It has been some time since my last post because of the holidays and all the traveling I have been doing; not to mention I am expecting my first child in the next month, so.... Here is a vegetarian dish that I thought would be a great play on a asian scallop dish.  Every once in awhile I try to prepare an all vegetarian meal.  This dish was one of three different vegetarian dishes I prepared this evening.  This recipe will be the first out of two that I will post. I haven't used daikon radish in a long time and I wanted to prepare cooked daikon rather than raw ( that is how I normally use it).  When shopping try to find a daikon radish that is not too fat around because then the "scallops" will be too big when you slice them and won't look like a real scallop.   If you are allergic to shellfish, don't eat real scallops, or you are a vegetarian, this is a great healthy dish with out having to worry about offending any of your guests.

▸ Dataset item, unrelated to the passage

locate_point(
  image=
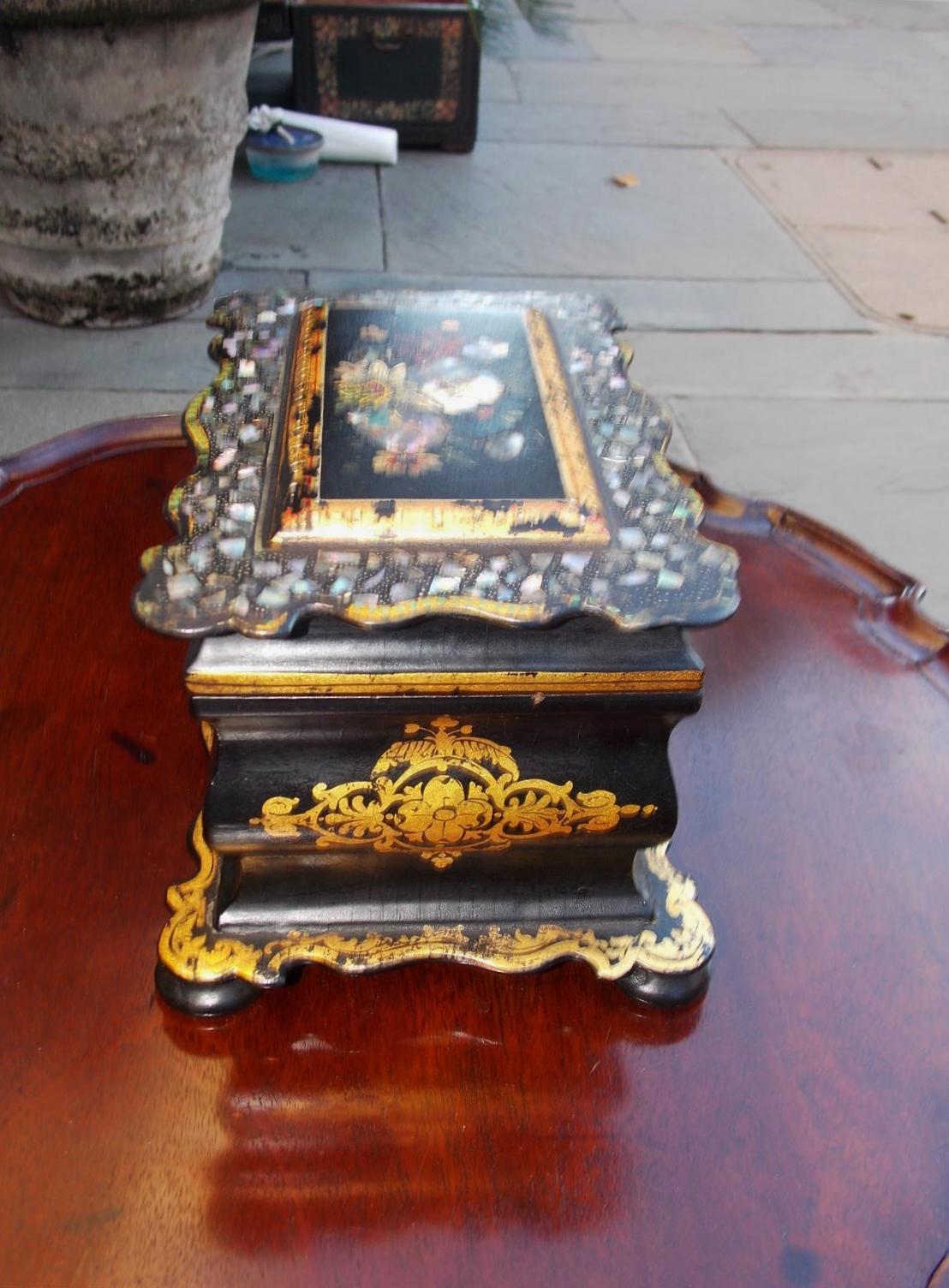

1 lb of Daikon radish peeled and sliced 1/4 -1/2 inch thick

2 cups of water

4 tbsp of butter

2 whole garlic cloves crushed

1 tbsp of fresh ginger

1 shallot

1 tbsp of coriander seeds

1 jalapeno

1 tbsp of salt


3 tbsp of sesame oil

2 garlic cloves minced

1 tbsp of minced ginger

1 shallot minced

1 tbsp of sambal chile paste or fresh serranos

1/4 cup of mirin

1/4 cup of soy sauce

1 tbsp of cilantro


1 cup of snow peas blanched and finely julienned

1/2 cucumber peeled, deseeded, and finely julienned

1  small avocado finely julienned

1/2 cup of celery leaves

2 tbsp of chopped cilantro

1 large shallot julienned

pinch of salt


1 tbsp of sesame oil

1 tbsp of soy sauce

1/2 lime juiced

optional Sansho pepper


Ground toasted bread crumbs

Toasted sesame seeds to garnish

Miso mayonnaise

For the Daikon,

Take the peeled, sliced daikon and place into saute pan.  You should have roughly about 15 or so pieces depending on how big your daikon was.  Place water, butter, ginger, garlic, shallot, jalapeno, coriander seed, salt into the pan with the daikon.  Bring the water to a slow simmer and turn down very low.  You want to cook the daikon very slow so that the daikon will stay intact.  If you boil the daikon very fast they won't stay together very well and will be very watery.  I slow cooked them for about an hour on very low temperature, until they are tender when you pierce them with a fork.  Using a slotted spoon take them out of the poaching water one by one and place them on a sheet pan lined with parchment paper and allow them to cool to room temperature.

For the slaw,

Blanch the snow peas and cool.  Julienne very fine and place in a bowl.  Add julienne shallot, cucumber, and avocado.  Add the celery leaves, cilantro, and a pinch of salt.  In a small separate bowl mix the dressing together.  Spoon the dressing over the slaw and adjust the seasoning if needed.

To Plate

Take a large cast iron or saute pan and add sesame oil.  Season the daikon "scallops" lightly with black pepper and place them into the hot sesame oil to sear them.  After a minute or two flip them over, they should have a nice golden brown sear and then cook the second side for another minute.   On a plate lined with a paper towel, take the "scallops" out and place on the paper towel to soak up any extra oil.  Using the same hot pan immediately add garlic, shallot, and ginger to the pan.  Saute for one minute, then add the sambal and mirin.  Cook the mirin for 30 seconds and then add the soy sauce.  Cook for another 30 seconds and then turn off the heat.  Finish with cilantro and if you want a really good sauce add a tbsp of butter to finish the sauce.  Then place the "scallops" on your dish and spoon the pan sauce all over the "scallops".  Add the snow pea slaw on top of the "scallops.  Finish the plate with sesame seeds, bread crumbs, and dollops of miso mayonnaise.  Serve immediately and enjoy this wonderful vegetarian "scallop" dish!